We are unsure whether using speaking aids in intensive care might increase the number of people who can say words that can be understood. Use of communication boards may increase patient satisfaction, but we are not sure of these findings because of very low-quality evidence. This means further studies are likely to change our understanding of the effects of communication aids. More studies are needed to understand the effects of communication aids, particularly effects on psychological well-being and people's ability to communicate.

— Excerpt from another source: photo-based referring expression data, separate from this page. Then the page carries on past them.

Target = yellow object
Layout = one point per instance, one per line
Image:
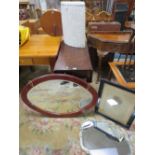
(24, 34)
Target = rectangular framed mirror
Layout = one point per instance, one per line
(116, 103)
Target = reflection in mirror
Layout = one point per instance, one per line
(59, 96)
(117, 103)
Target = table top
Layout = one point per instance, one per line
(120, 37)
(71, 58)
(130, 24)
(41, 45)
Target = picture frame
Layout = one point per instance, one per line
(116, 103)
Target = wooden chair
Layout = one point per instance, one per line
(124, 71)
(111, 42)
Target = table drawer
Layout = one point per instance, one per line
(41, 61)
(25, 61)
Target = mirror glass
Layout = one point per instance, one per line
(59, 96)
(117, 103)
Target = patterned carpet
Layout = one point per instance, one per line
(41, 135)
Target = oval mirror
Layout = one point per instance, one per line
(59, 95)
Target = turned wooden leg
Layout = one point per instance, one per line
(109, 75)
(99, 68)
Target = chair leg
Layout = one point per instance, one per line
(99, 68)
(110, 75)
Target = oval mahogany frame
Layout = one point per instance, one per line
(74, 79)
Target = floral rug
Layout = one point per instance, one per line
(41, 135)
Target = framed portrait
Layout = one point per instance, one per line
(116, 103)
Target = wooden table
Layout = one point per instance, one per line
(119, 77)
(39, 50)
(111, 42)
(74, 61)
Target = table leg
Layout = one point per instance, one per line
(99, 68)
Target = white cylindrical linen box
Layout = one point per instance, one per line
(73, 23)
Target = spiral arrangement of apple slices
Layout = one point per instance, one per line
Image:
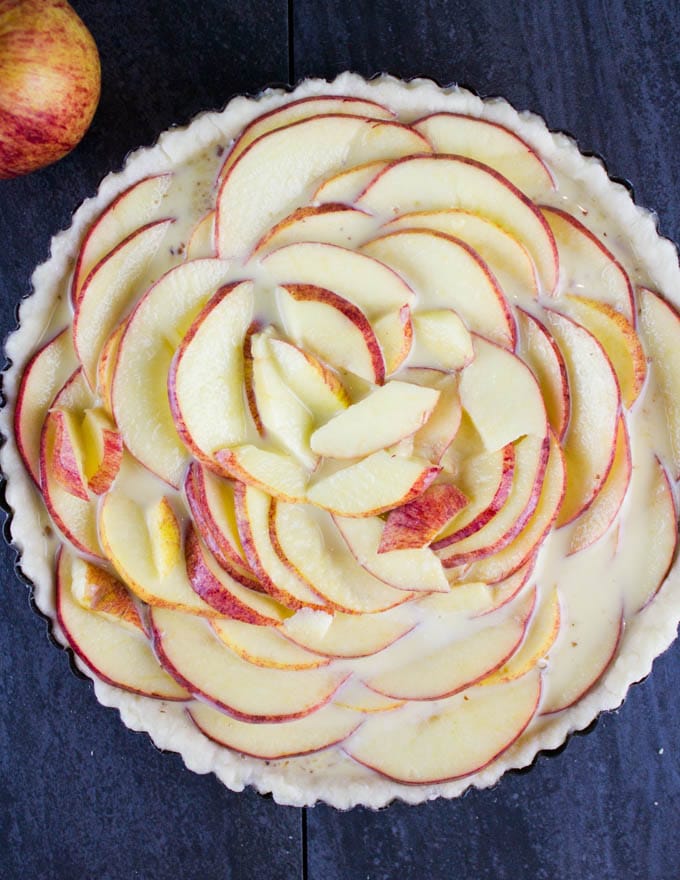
(358, 468)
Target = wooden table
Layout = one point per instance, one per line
(80, 796)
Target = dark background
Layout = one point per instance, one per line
(80, 796)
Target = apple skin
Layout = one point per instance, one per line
(50, 82)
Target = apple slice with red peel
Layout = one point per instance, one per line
(154, 329)
(190, 651)
(390, 413)
(276, 170)
(456, 737)
(222, 593)
(501, 395)
(587, 265)
(205, 382)
(448, 274)
(43, 376)
(594, 522)
(333, 329)
(590, 439)
(541, 354)
(211, 502)
(490, 143)
(254, 517)
(618, 338)
(455, 181)
(327, 727)
(136, 206)
(417, 523)
(508, 260)
(660, 323)
(109, 290)
(116, 652)
(373, 485)
(309, 542)
(417, 570)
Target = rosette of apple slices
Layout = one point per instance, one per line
(336, 475)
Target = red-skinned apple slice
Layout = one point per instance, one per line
(274, 171)
(329, 726)
(135, 207)
(118, 654)
(205, 381)
(140, 399)
(590, 439)
(459, 736)
(586, 265)
(448, 274)
(190, 651)
(490, 143)
(443, 181)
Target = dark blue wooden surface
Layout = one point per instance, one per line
(82, 797)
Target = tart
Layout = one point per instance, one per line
(343, 439)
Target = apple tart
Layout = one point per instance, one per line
(344, 438)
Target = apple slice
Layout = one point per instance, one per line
(309, 542)
(140, 398)
(448, 274)
(373, 485)
(501, 396)
(457, 182)
(205, 382)
(109, 290)
(661, 326)
(333, 328)
(454, 738)
(43, 376)
(590, 439)
(118, 654)
(417, 570)
(390, 413)
(541, 354)
(136, 206)
(587, 266)
(327, 727)
(271, 175)
(490, 143)
(191, 652)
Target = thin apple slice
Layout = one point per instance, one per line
(661, 327)
(109, 290)
(271, 175)
(448, 274)
(118, 654)
(327, 727)
(490, 143)
(501, 396)
(155, 328)
(333, 328)
(457, 182)
(205, 381)
(190, 651)
(587, 265)
(456, 737)
(390, 413)
(310, 543)
(138, 205)
(539, 351)
(417, 570)
(590, 439)
(594, 522)
(43, 376)
(373, 485)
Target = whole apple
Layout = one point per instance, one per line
(49, 83)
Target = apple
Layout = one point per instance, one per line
(50, 82)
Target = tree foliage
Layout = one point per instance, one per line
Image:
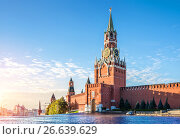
(59, 106)
(160, 105)
(137, 105)
(147, 105)
(154, 103)
(143, 105)
(127, 106)
(121, 104)
(166, 105)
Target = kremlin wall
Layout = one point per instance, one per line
(110, 83)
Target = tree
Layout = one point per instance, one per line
(47, 110)
(147, 105)
(127, 105)
(151, 106)
(121, 104)
(59, 106)
(160, 105)
(137, 105)
(143, 105)
(166, 105)
(154, 104)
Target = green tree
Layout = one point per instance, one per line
(154, 103)
(121, 104)
(127, 105)
(151, 106)
(147, 105)
(137, 105)
(47, 109)
(160, 105)
(59, 106)
(143, 105)
(166, 105)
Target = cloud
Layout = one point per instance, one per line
(36, 75)
(148, 74)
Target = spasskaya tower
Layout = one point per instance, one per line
(110, 69)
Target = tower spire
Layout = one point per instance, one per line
(110, 25)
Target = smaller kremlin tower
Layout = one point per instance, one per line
(39, 110)
(70, 90)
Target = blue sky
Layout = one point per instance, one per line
(43, 42)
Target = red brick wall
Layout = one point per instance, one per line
(161, 91)
(78, 102)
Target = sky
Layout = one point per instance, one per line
(43, 43)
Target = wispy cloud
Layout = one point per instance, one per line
(37, 75)
(150, 71)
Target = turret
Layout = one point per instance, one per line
(88, 81)
(71, 87)
(53, 98)
(39, 110)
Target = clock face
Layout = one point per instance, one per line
(116, 52)
(106, 52)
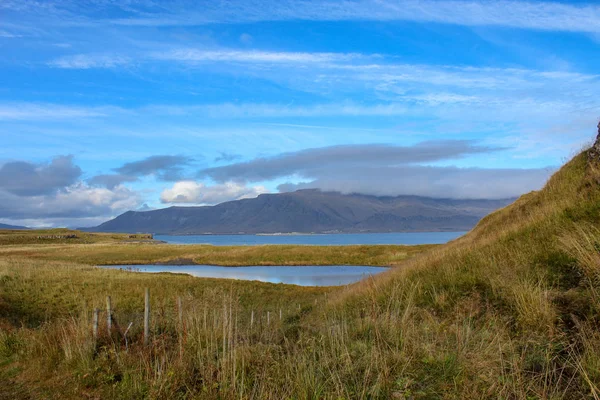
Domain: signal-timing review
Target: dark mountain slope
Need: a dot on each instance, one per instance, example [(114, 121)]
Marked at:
[(309, 211)]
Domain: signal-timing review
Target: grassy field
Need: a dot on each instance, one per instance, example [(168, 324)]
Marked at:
[(118, 252), (511, 310)]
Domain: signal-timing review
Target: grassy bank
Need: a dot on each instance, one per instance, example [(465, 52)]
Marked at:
[(143, 253), (511, 310)]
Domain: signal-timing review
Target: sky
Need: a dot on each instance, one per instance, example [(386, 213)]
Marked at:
[(108, 106)]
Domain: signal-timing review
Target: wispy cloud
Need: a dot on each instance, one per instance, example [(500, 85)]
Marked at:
[(386, 170), (518, 14), (191, 192), (33, 111), (256, 56), (88, 61)]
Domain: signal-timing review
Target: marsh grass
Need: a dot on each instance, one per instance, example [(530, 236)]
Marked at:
[(509, 311)]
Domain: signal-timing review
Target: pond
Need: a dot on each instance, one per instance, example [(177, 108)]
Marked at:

Due to a lack of high-quality studies, imprecision, inconsistency of results, and measurement heterogeneity, the evidence provides insufficient information to guide practice as to which communication aid is more appropriate and when to use them. Understanding effectiveness of communication aids would benefit from development of a core outcome measurement set.
Inability to communicate in a manner that can be understood causes extreme distress for people requiring an artificial airway and has implications for care quality and patient safety. Options for aided communication include non-vocal, speech-generating, and voice-enabling aids.
To assess effectiveness of communication aids for people requiring an artificial airway (endotracheal or tracheostomy tube), defined as the proportion of people able to: use a non-vocal communication aid to communicate at least one symptom, need, or preference; or use a voice-enabling communication aid to phonate to produce at least one intelligible word.
To assess time to communication/phonation; perceptions of communication; communication quality/success; quality of life; psychological distress; length of stay and costs; and adverse events.
We searched the Cochrane Library (Wiley version), MEDLINE (OvidSP), Embase (OvidSP), three other databases, and grey literature from inception to 30 July 2020.
We included randomised controlled trials (RCTs), quasi-RCTs, cluster-RCTs, controlled non-randomised parallel group, and before-after studies evaluating communication aids used in adults with an artificial airway.
We used standard methodological procedures recommended by Cochrane. Two review authors independently performed data extraction and assessment of risk of bias.
We included 11 studies (1931 participants) conducted in intensive care units (ICUs). Eight evaluated non-vocal communication aids and three voice-enabling aids. Usual care was the comparator for all. For six studies, this comprised no aid; usual care in the remaining five studies comprised use of various communication aids.
Overall, our confidence in results regarding effectiveness of communication interventions was very low due to imprecision, measurement heterogeneity, inconsistency in results, and most studies at high or unclear risk of bias across multiple domains.
No non-vocal aid studies reported our primary outcome. We are uncertain of the effects of early use of a voice-enabling aid compared to routine use on ability to phonate at least one intelligible word (risk ratio (RR) 3.03, 95% confidence interval (CI) 0.18 to 50.08; 2 studies; very low-certainty evidence).
Compared to usual care without aids, we are uncertain about effects of a non-vocal aid (communication board) on patient satisfaction (standardised mean difference (SMD) 2.92, 95% CI 1.52 to 4.33; 4 studies; very low-certainty evidence).
No studies of non-vocal aids reported quality of life. Low-certainty evidence from two studies suggests early use of a voice-enabling aid may have no effect on quality of life (MD 2.27, 95% CI –7.21 to 11.75). Conceptual differences in measures of psychological distress precluded data pooling; however, intervention arm participants reported less distress suggesting there might be benefit, but our certainty in the evidence is very low.
Low-certainty evidence suggest voice-enabling aids have little or no effect on ICU length of stay; we were unable to determine effects of non-vocal aids. Three studies reported different adverse events (physical restraint use, bleeding following tracheostomy, and respiratory parameters indicating respiratory decompensation). Adverse event rates were similar between arms in all three studies. However, uncertainty remains as to any harm associated with communication aids.